All roads lead to Rome on this one I fear. We should just get on with it and draw a line under the naval gazing.


----------



## kaplan (14 Sep 2009)

Whatever the pros and cons of NAMA it is at least a reasonably defined process. And it is clear the state will take a majority shareholding if required as part of the process. What's less clear is what happens if a majority shareholding isn't enough - and what of second wave bad debt losses from the wider economy. The mortgage book at e110bn includes e 40bn in underwater loans. Most residential investment lending occurred at peak prices.   

I am sceptical that private investors will be attracted to invest in a cleansed BoI or AIB as they will be aware of loan losses yet to be incurred across all domestic lending sectors. Also what are the new performance benchmarks - capital adequacy, loans/deposits, liquidity/funding profile required by investors? It seems to me that talk of investors being attracted is framed within a pre-crisis world and not the post-crisis one which is now evolving.


----------



## Bronte (14 Sep 2009)

I think if someone came out and said we are going to do this and that and the other under Nama or whatever and explained why they were doing it and confirmed that bankers would be fired for their idiotic loan practices and those that failed to regulate would be held to account and that the sharehholders and the property developers would not gain from NAMA then we could all get behind it.  

So far as I can tell no one understands NAMA not even the Minister.  Personally I see the Swedish model worked and I don't see why we can't just copy that, why should the Irish create some new system that is untried.  

I'm against NAMA as no one has explained it in any meaningful way and it just seems to be another stitch up of the Irish taxpayer.  Most people recognise something has to be done to sort out the banking crisis, but we don't trust those who are in charge.  

Kaplan, how do you explain the recent share gain in BofI and AIB?


----------



## DerKaiser (14 Sep 2009)

Bronte said:


> Kaplan, how do you explain the recent share gain in BofI and AIB?


 
Any current share price movements are quite spurious compared to

1) The level of bad debts they will ultimately suffer
2) The price NAMA will pay


----------



## Brendan Burgess (14 Sep 2009)

Bronte said:


> So far as I can tell no one understands NAMA not even the Minister.  ...
> 
> I'm against NAMA as no one has explained it in any meaningful way and it just seems to be another stitch up of the Irish taxpayer.  Most people recognise something has to be done to sort out the banking crisis, but we don't trust those who are in charge.



Hi Bronte

I have tried to explain it in this thread. 

What I cannot do, is predict what will happen with any accuracy. 

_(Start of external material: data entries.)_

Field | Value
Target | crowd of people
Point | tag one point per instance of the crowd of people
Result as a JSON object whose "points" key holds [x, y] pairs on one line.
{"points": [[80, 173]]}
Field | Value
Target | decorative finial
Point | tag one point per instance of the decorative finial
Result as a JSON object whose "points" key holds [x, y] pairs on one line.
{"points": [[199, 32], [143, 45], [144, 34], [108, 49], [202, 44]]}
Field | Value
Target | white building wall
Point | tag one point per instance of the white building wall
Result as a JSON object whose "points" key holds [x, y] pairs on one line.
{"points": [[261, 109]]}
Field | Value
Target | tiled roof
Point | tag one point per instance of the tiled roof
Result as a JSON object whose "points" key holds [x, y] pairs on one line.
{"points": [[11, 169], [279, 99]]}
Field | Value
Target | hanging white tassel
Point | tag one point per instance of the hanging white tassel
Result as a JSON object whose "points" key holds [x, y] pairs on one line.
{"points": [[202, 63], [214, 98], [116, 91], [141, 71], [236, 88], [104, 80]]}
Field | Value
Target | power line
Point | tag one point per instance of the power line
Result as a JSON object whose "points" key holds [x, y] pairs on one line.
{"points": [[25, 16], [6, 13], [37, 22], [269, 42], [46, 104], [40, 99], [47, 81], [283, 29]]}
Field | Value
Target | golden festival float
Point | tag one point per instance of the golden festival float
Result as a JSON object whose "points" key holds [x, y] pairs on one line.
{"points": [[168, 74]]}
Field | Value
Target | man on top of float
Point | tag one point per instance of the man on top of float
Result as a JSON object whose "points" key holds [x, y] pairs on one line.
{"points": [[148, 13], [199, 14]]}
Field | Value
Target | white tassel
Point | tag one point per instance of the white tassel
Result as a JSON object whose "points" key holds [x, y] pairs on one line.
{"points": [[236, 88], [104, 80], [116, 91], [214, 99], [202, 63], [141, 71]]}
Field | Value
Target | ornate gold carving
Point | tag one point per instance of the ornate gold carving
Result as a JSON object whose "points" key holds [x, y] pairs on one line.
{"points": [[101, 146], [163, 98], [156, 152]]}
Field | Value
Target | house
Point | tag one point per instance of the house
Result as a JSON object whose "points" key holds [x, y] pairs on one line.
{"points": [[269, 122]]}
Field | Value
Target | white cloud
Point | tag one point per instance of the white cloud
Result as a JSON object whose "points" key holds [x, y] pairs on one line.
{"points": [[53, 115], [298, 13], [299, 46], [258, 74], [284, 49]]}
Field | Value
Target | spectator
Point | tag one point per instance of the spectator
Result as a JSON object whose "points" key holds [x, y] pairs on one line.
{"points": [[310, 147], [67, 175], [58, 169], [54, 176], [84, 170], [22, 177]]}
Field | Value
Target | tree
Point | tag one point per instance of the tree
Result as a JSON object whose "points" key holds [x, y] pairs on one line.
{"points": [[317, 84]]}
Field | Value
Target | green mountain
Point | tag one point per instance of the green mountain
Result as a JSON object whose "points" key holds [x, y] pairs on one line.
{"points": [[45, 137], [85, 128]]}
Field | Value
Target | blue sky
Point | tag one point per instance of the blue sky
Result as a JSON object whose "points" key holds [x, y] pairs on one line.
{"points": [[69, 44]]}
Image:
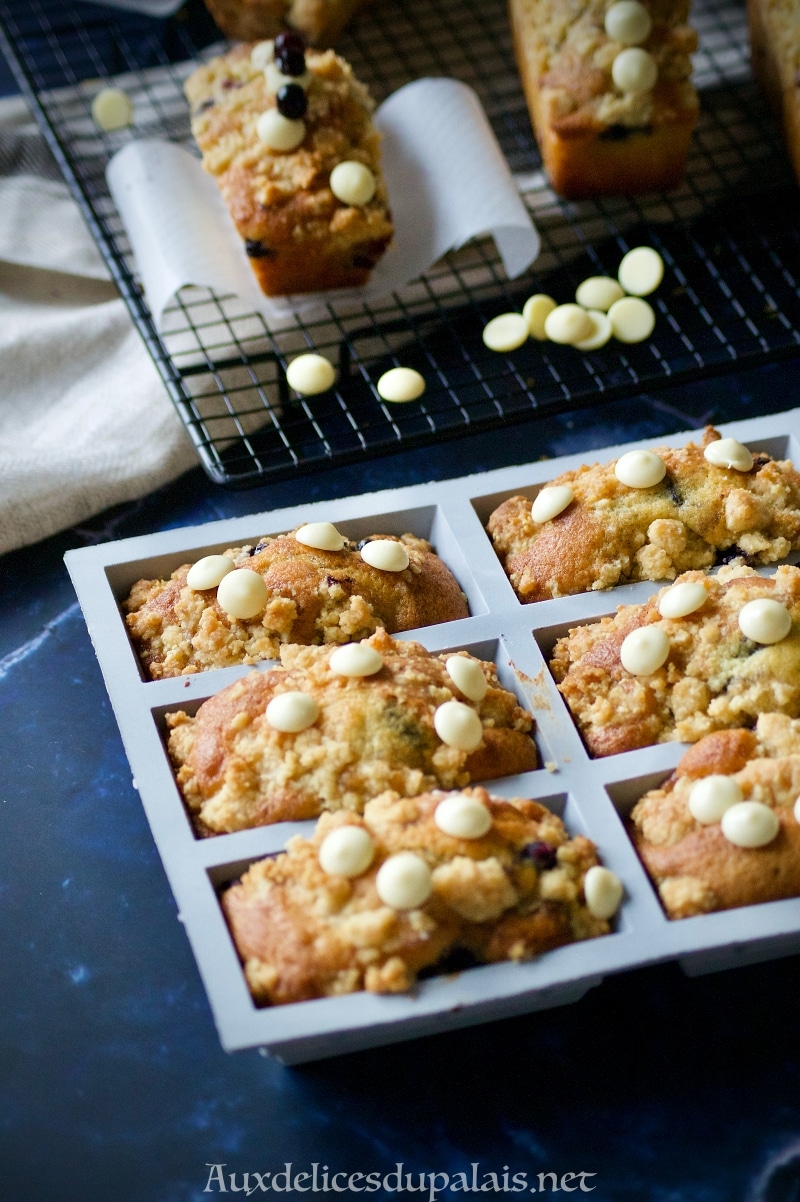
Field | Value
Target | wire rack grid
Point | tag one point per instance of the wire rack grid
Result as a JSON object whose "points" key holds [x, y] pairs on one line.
{"points": [[728, 234]]}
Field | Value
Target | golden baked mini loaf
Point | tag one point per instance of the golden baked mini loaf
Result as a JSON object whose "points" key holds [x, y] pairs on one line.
{"points": [[734, 655], [311, 595], [614, 533], [609, 91], [333, 727], [398, 893], [744, 846], [274, 123]]}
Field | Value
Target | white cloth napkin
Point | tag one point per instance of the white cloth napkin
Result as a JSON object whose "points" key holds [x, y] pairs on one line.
{"points": [[85, 421]]}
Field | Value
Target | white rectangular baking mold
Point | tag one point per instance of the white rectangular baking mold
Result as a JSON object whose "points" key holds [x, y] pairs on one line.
{"points": [[590, 795]]}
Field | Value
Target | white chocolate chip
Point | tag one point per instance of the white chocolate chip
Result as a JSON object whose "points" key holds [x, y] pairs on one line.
{"points": [[112, 109], [567, 325], [320, 535], [640, 469], [644, 650], [603, 892], [464, 817], [386, 554], [711, 796], [640, 271], [399, 385], [352, 183], [310, 374], [292, 712], [346, 851], [550, 501], [208, 571], [506, 332], [279, 132], [634, 71], [598, 292], [729, 453], [467, 677], [601, 332], [628, 22], [404, 881], [458, 726], [243, 593], [750, 825], [764, 620], [682, 599], [536, 310], [632, 320], [356, 660]]}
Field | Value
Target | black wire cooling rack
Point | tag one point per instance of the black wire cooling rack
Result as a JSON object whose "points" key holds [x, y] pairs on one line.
{"points": [[729, 237]]}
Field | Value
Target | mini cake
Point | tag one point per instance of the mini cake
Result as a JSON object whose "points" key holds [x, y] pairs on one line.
{"points": [[609, 91], [333, 727], [703, 655], [321, 22], [775, 53], [649, 516], [723, 831], [302, 593], [288, 136], [370, 902]]}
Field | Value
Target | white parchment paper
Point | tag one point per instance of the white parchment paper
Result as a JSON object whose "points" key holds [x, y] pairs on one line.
{"points": [[446, 174]]}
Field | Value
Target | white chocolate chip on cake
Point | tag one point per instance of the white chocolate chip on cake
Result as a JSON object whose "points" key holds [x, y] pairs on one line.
{"points": [[729, 453], [568, 323], [404, 881], [320, 535], [310, 374], [458, 726], [292, 712], [550, 501], [400, 385], [356, 660], [628, 22], [644, 650], [598, 292], [764, 620], [279, 132], [112, 109], [346, 851], [536, 310], [208, 571], [640, 469], [464, 817], [640, 271], [603, 892], [506, 332], [386, 554], [352, 183], [467, 677], [711, 796], [243, 593], [682, 599], [750, 825], [632, 320]]}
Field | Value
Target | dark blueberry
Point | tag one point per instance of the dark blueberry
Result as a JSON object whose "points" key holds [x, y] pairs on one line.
{"points": [[255, 249], [292, 101], [542, 854]]}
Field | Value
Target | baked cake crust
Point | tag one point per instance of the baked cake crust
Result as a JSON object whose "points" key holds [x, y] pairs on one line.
{"points": [[371, 735], [696, 868], [715, 678], [613, 534], [314, 596], [302, 933], [298, 236]]}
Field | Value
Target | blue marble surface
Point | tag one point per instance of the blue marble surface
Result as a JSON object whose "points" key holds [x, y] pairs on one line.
{"points": [[114, 1086]]}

NAMA is complex, as are the alternatives. But the fact that it is complex is not a good reason for opposing it.

Brendan


----------



## Brendan Burgess (15 Sep 2009)

I have moved the discussion of the Swedish model to a separate thread.


----------



## Bronte (15 Sep 2009)

Brendan said:


> Hi Bronte
> 
> I have tried to explain it in this thread.
> 
> ...


 
Yes I read that thread and it was great for someone like me because it tried to explain it simply but it's you that's explaining it and that is the problem. The minister should explain it. I don't mind that something is complex but I only see smoke and mirrors and probably I cannot trust those that led us into this mess to get us out of it. If the people who managed to screw up the best economic period Ireland ever had why on earth should we trust them to get us out of it. Nothing is transparent as far as I can tell and we get fobbed off by secrecy and commercial interests etc.


----------



## Bronte (15 Sep 2009)

DerKaiser said:


> Any current share price movements are quite spurious compared to
> 
> 1) The level of bad debts they will ultimately suffer
> 2) The price NAMA will pay


 
Why have the share prices increased if these banks are basically bankrupt?  Why would one buy shares in such an entitly.  What do the people/institutions buying shares know that we don't know about NAMA?


----------



## DerKaiser (15 Sep 2009)

Bronte said:


> Why have the share prices increased if these banks are basically bankrupt? Why would one buy shares in such an entitly. What do the people/institutions buying shares know that we don't know about NAMA?


 
Well they must think that these institutions are not bankrupt or at least won't be bankrupt after NAMA.  

Also, just because _someone_ is buying them doesn't mean they will make a profit.  Could be like when you see someone putting €500 on a horse and thinking they must know something, more often than not they know no more than you and are just taking a punt


----------



## Brendan Burgess (15 Sep 2009)

Bronte said



> Yes I read that thread and it was great for someone like me because it tried to explain it simply but it's you that's explaining it and that is the problem. The minister should explain it.



That is a very good question. It is difficult for the Minister to give a balanced summary of NAMA.  Anything he says will be attacked and politicized. 

I suppose I have spent a lot of time over the years on Askaboutmoney trying to summarise complex issues in a balanced way. I am not as committed to NAMA as the Minister is, so it's easier for me to see the downsides as well.


----------



## Kine (15 Sep 2009)

DerKaiser said:


> Well they must think that these institutions are not bankrupt or at least won't be bankrupt after NAMA.
> 
> Also, just because _someone_ is buying them doesn't mean they will make a profit. Could be like when you see someone putting €500 on a horse and thinking they must know something, more often than not they know no more than you and are just taking a punt


 
While this may be true, I have several trader friends in London, and the general view of Irish banks is a "no-go" area. However, neither trade financials so perhaps financial traders have a better insight into the area.


----------